By and large, the SEC rules college football. But according to one recent study, the conference doesn't rule when it comes to home field advantage.
In a recent report pieced together by statistician extraordinaire Paul Bessire of PredictionMachine.com, the Mountain West Conference, followed by the Big 12, dominates home field advantage in terms of how a team will perform at home against an “average opponent.” How that plays out though is different than one might, at first glance, consider when perusing the list.
Consider that Florida State is ranked at the bottom of the list, a shock given the Seminoles' recent run and the way that their home stadium turns out for big games. But in this study, home field is not necessarily an advantage for a national powerhouse given the way that they dominate regardless of the opponent.

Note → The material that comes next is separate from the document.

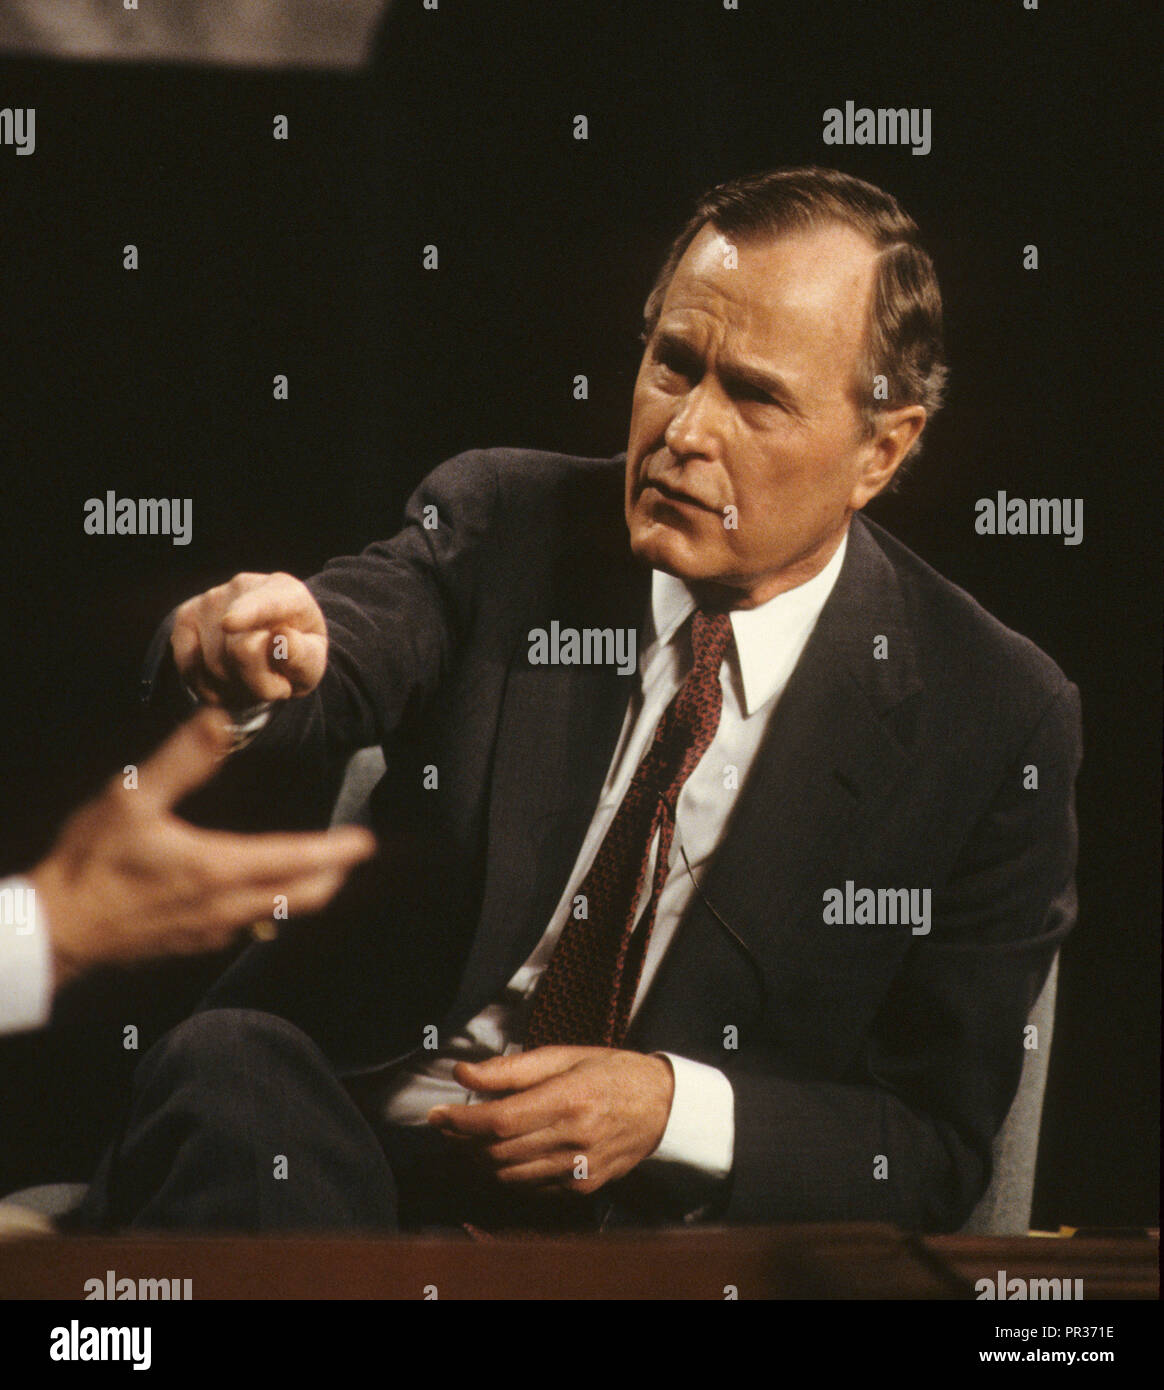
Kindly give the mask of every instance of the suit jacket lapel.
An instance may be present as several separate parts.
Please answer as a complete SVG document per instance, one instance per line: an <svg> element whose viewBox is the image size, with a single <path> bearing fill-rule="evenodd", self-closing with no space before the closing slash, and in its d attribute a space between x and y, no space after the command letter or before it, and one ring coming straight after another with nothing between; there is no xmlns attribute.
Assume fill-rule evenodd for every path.
<svg viewBox="0 0 1164 1390"><path fill-rule="evenodd" d="M480 922L449 1019L471 1017L512 978L549 923L589 828L635 689L609 665L531 665L528 631L638 629L650 571L634 562L625 529L581 544L592 564L563 568L531 610L514 646L490 792ZM637 648L636 648L637 655Z"/></svg>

“The best teams should be closer to the bottom of the rankings than the top because they should dominate more consistently and not be subject to the large swings in performance from home to away like what is seen in other teams,” Bessire wrote in his study. “While traditionally elite FBS teams should not fare well in this exercise, the same can be said about teams that are traditionally really bad.

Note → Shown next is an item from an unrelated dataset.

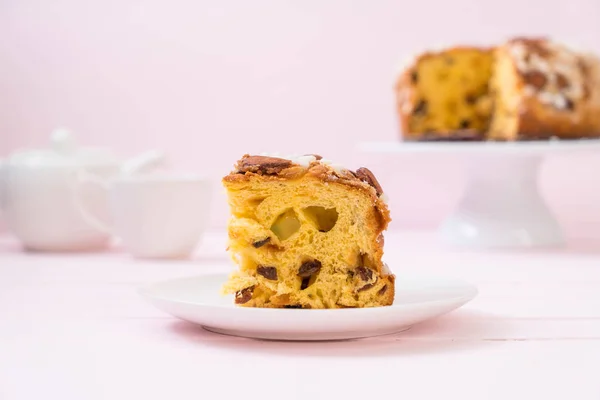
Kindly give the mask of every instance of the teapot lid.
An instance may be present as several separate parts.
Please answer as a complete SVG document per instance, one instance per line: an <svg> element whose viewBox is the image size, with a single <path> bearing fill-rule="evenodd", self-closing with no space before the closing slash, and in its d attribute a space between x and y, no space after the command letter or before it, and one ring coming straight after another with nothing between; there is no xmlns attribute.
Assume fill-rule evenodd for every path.
<svg viewBox="0 0 600 400"><path fill-rule="evenodd" d="M101 147L78 147L71 131L59 128L52 132L51 147L20 150L9 158L11 164L36 167L103 166L117 162L114 154Z"/></svg>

“Where home field means most is with the next tier of teams - mostly BCS conference teams that can usually compete for conference titles, but do not have the depth to be consistent College Football Playoff contenders. That's when the value of home field matters most; when the talent is strong but not elite and players are more susceptible to the impact of crowd noise, tradition and atmosphere.”

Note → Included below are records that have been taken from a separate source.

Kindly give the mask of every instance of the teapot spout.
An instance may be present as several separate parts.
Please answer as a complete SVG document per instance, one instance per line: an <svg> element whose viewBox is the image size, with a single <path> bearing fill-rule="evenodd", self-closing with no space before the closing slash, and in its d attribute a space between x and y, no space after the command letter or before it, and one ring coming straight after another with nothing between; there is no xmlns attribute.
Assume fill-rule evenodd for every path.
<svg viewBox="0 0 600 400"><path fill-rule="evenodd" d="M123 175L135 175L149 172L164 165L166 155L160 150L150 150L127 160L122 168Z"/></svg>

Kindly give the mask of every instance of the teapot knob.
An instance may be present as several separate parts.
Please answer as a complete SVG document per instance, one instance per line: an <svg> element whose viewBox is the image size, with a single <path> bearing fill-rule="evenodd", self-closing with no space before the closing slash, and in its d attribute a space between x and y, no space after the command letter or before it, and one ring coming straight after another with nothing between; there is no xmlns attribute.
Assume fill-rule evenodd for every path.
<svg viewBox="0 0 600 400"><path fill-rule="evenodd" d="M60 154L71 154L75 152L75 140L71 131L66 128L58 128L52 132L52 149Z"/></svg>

So the study really looks at the impact of playing at home for teams that benefit the most from the atmosphere created in these big games.
Bessire went back to 2000 to explore home field performance for 127 college programs, giving preference to recent seasons. Using that standard, Bessire looked at every team and constructed a Home Field Advantage value that “is the expected advantage a team would gain for playing at home as compared to a neutral field against a totally average opponent if it played at a totally average pace.”
Above is a list of the top 10.
Boston College, No. 50, has a homefield advantage of 3.13. At No.70 is Rutgers. Temple checks in at No. 73.